Alice (Engineering Team)
When Alice logs in and searches, she can only discover entities in the Engineering Data and Company Metrics domains:
 |  |
David (Finance Team)
When David logs in and searches, he can only discover entities in the Finance Data and Company Metrics domains:
 |  |
Important Considerations
Domain Assignment
- All entities should be assigned to domains for this approach to work effectively
- Entities without a domain assignment will not be matched by domain-based policies
- Consider creating a catch-all policy or default domain for unassigned entities
Platform Administrators
- Users with platform administrator privileges bypass Search Access Controls
- Admin users will see all entities regardless of policies
- Use admin accounts only when necessary
Roles
- All roles (Admin, Editor, Reader) override view-based access policies
- Users assigned any role will be able to see all entities regardless of domain-based View Entity policies
- When configuring Search Access Controls, ensure users are not assigned any role if you want to restrict their access
Consistent Access Control
- The View Entity permission applies to both search results and direct URL access
- Users without permission cannot discover entities in search or access them via direct link
- This ensures consistent access control regardless of how users attempt to view entities
Resource Filter Types
Policies can filter resources by:
- Domain: Most common for organizational boundaries
- Tag: Useful for classification-based access (e.g., PII, Confidential) or granting access to specific entities
FAQ
What happens if an entity has no domain assigned?

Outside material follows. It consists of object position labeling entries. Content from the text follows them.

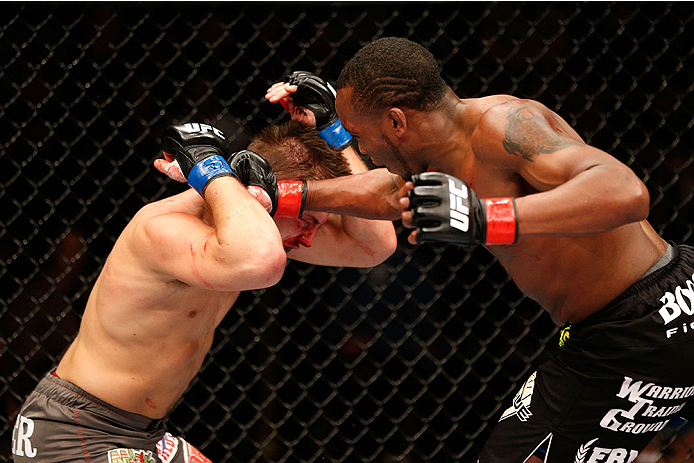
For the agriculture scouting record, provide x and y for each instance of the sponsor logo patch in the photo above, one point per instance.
(588, 453)
(678, 303)
(167, 448)
(130, 456)
(521, 402)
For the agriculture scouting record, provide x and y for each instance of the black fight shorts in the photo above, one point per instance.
(621, 375)
(60, 422)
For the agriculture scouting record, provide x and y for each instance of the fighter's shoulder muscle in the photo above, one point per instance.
(521, 128)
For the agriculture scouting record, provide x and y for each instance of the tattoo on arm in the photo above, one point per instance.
(528, 134)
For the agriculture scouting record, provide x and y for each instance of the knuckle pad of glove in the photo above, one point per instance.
(314, 94)
(191, 146)
(253, 169)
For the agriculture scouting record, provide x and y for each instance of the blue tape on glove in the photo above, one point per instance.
(336, 135)
(206, 170)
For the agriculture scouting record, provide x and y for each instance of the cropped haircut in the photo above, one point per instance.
(393, 72)
(296, 152)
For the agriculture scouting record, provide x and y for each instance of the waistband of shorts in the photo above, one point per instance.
(64, 392)
(616, 308)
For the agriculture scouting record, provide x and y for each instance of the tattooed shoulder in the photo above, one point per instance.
(527, 134)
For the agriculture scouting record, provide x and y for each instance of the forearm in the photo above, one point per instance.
(354, 160)
(369, 195)
(238, 216)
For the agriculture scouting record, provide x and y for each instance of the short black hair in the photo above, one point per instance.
(393, 71)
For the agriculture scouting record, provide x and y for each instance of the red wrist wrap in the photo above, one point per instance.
(290, 202)
(502, 226)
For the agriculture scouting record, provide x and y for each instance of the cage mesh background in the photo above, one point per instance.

Entities without a domain will not match domain-based policies. These entities will only be visible to users with policies that:
- Grant access to all resources (no resource filter)
- Use other filter types (tags) that match the entity
How do I grant access to specific entities rather than domains?
Use tags to identify specific entities that should be accessible. Create a tag (e.g., "Finance Approved") and apply it to the entities you want to grant access to. Then create a policy with a tag-based resource filter. This approach is more maintainable than URN-based policies since you can easily add or remove entities by updating tags.
Can I use tags instead of domains for access control?
Yes. Instead of domain filters, select "Tag" as the resource filter type. This is useful when your access boundaries align with data classification rather than organizational structure.
How do I troubleshoot when a user cannot see expected results?
- Verify the user is a member of the correct group
- Check that the policy is active (not disabled)
- Confirm the entity is assigned to the correct domain/has the correct tags
- Verify the policy includes the "View Entity" privilege
- Check that no conflicting deny policies exist
- Remember that platform admins see all entities regardless of policies
Do Search Access Controls affect the GraphQL API?
Yes. The same filtering applies to programmatic access via the GraphQL API. Users will only receive entities they have permission to view.
Can I create a policy that denies access instead of granting it?
DataHub policies are grant-based. To deny access, you must remove the grant. Note that you also need to disable or remove the default read access policies that grant "View Entity" to all users (see Step 3 above). Once the default policies are removed and Search Access Controls are enabled, users have no access until explicitly granted.